1

I've used SO for many years and always found an answer but this time I have got myself well and truly lost.

I have an xml file I would like to split the compatbility into well formed xml

`<product>
<item>
<partno>abc123</partno>
<Compatbility>model1: 110C, 115C, 117C. model2: 1835C, 1840C. model3: 210C, 215C, 3240C.</Compatbility>
</item>
</product>`

In Compatbility the word model changes with each item entry although the : after model is always there as is the . after each model group.

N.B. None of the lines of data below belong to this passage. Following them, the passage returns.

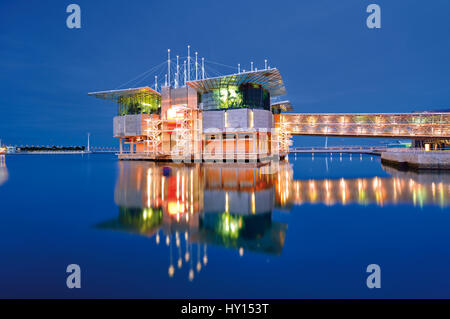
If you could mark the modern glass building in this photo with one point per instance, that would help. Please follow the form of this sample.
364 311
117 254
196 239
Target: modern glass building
226 118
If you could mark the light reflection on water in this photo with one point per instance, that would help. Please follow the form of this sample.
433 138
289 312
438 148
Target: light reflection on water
189 207
301 229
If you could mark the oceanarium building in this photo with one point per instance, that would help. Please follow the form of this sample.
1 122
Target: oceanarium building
228 117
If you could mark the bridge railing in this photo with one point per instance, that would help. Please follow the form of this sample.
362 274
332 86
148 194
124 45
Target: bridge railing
408 125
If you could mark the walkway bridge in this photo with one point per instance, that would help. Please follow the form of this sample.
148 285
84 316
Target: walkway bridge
424 125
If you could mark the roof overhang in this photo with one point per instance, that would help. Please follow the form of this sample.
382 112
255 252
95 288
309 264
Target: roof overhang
114 95
269 79
283 106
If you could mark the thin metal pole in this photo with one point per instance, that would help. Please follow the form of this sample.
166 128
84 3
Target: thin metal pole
184 72
189 62
168 64
178 72
196 66
203 68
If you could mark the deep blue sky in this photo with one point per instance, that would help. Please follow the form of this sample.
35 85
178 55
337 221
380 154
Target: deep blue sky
330 60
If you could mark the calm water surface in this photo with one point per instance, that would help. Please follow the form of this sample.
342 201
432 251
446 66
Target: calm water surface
306 228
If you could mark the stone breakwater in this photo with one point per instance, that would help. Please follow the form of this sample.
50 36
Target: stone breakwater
415 159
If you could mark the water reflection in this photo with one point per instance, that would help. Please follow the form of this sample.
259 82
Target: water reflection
188 207
3 170
418 189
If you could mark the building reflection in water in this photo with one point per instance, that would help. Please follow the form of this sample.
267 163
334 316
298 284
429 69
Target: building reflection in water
188 207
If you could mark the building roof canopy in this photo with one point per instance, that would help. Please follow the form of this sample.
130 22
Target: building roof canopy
269 79
114 95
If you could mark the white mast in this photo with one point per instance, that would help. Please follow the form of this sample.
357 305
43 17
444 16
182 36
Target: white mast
177 79
196 66
184 72
168 64
189 62
203 68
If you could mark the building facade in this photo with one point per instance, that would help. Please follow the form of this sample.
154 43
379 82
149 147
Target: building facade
226 118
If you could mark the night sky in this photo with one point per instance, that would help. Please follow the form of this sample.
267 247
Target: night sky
330 60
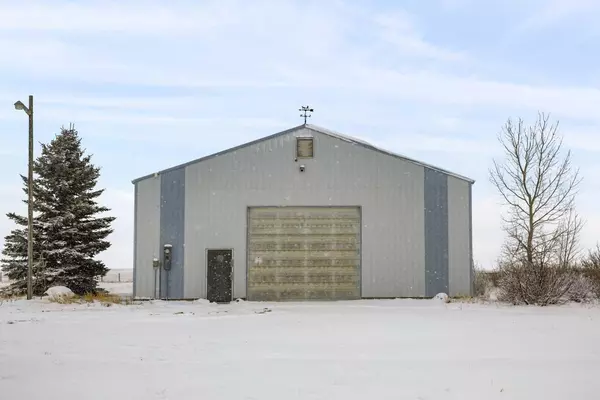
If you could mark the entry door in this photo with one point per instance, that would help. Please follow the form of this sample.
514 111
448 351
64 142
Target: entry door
219 275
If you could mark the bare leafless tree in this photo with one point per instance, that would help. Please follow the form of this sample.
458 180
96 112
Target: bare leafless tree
538 185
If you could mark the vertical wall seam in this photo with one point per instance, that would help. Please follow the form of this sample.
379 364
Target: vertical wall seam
471 261
172 231
135 228
436 233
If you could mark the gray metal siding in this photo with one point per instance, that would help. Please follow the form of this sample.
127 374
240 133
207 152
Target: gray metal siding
146 235
219 190
459 238
172 223
436 233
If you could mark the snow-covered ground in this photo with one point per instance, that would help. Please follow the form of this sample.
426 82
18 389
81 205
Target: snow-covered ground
122 288
394 349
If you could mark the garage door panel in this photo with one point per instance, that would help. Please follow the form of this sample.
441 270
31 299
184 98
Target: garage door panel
299 253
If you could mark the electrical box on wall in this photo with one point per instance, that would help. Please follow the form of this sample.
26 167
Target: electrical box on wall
167 256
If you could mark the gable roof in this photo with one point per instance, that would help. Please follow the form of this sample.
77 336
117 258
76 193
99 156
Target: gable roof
317 129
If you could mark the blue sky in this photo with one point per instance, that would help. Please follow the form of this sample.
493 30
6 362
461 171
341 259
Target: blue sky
150 84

Should I use SimpleXml DomXml or an xpath to get the following result

`<product>
<item>
<partno>abc123</partno>
<Compatbility>
<model>model1: 110C, 115C, 117C.</model>
<model>model2: 1835C, 1840C.</model> 
<model>model3: 210C, 215C, 3240C.</model>
</Compatbility>
</item>
</product>`

Thanks

2 Answers2

2

For simplexml, you can run a regular expression matching on the text-value of an element.

You can then remove all inner text and add the parsed result as new child elements.

This can be done with all you said: DOMDocument, SimpleXMLElement - both with or without xpath.

Here is a commented example in SimpleXML (online demo):

<?php
/**
 * @link http://stackoverflow.com/q/24304095/367456
 * @link https://eval.in/164934
 */
$buffer = <<<XML
<product>
<item>
<partno>abc123</partno>
<Compatbility>model1: 110C, 115C, 117C. model2: 1835C, 1840C. model3: 210C, 215C, 3240C.</Compatbility>
</item>
</product>
XML;

# load the xml string
$xml = simplexml_load_string($buffer);

# obtain the element in question
$compatbility = $xml->item->Compatbility;

# parse it's inner text-value for the models by a regex
$pattern = '~(model\\d?: [^.]+\\.) ?~u';
$result  = preg_match_all($pattern, $compatbility, $matches);

# remove the text (so called simplexml self-reference)
$compatbility->{0} = '';

# add the parsed models as new model elements
foreach ($matches[1] as $model) {
    $compatbility->model[] = $model;
}

# output the xml
$xml->asXML('php://output');

The output it gives is:

<?xml version="1.0"?>
<product>
<item>
<partno>abc123</partno>
<Compatbility><model>model1: 110C, 115C, 117C.</model><model>model2: 1835C, 1840C.</model><model>model3: 210C, 215C, 3240C.</model></Compatbility>
</item>
</product>
hakre
  • 193,403
  • 52
  • 435
  • 836
  • thank you for taking the time explaining the intricacies of what the OP needs to know. a big shortcoming from my answer, my answer just spawned another question because the OP didn't know whats going on under the hood. plus, this answer is way more better +1 – user1978142 Jun 20 '14 at 00:34
0

First ofcourse, you need to convert that first into something that you can manipulate (arrays). Then the usual parsing (using explode). In the end, you will need to create a new xml again. Consider this example:

$xml_string = '<product><item><partno>abc123</partno><Compatbility>model1: 110C, 115C, 117C. model2: 1835C, 1840C. model3: 210C, 215C, 3240C.</Compatbility></item></product>';
$original_xml = simplexml_load_string($xml_string);
$data = json_decode(json_encode($original_xml), true);
$compatbility = $data['item']['Compatbility']; // get all compatibility values
// explode values
$compatbility = array_filter(array_map('trim', explode('.', $compatbility)));

$new_xml = new SimpleXMLElement('<product/>'); // initialize new xml
// add necessary values
$new_xml->addChild('item')->addChild('partno', $data['item']['partno']);
$new_xml->item->addChild('Compatbility');
// loop the values and add them as children
foreach($compatbility as $value) {
    $value = trim(preg_replace('/(\w+):/', '', $value));
    $new_xml->item->Compatbility->addChild('model', $value);
}
echo $new_xml->asXML(); // output as xml
user1978142
  • 7,946
  • 3
  • 17
  • 20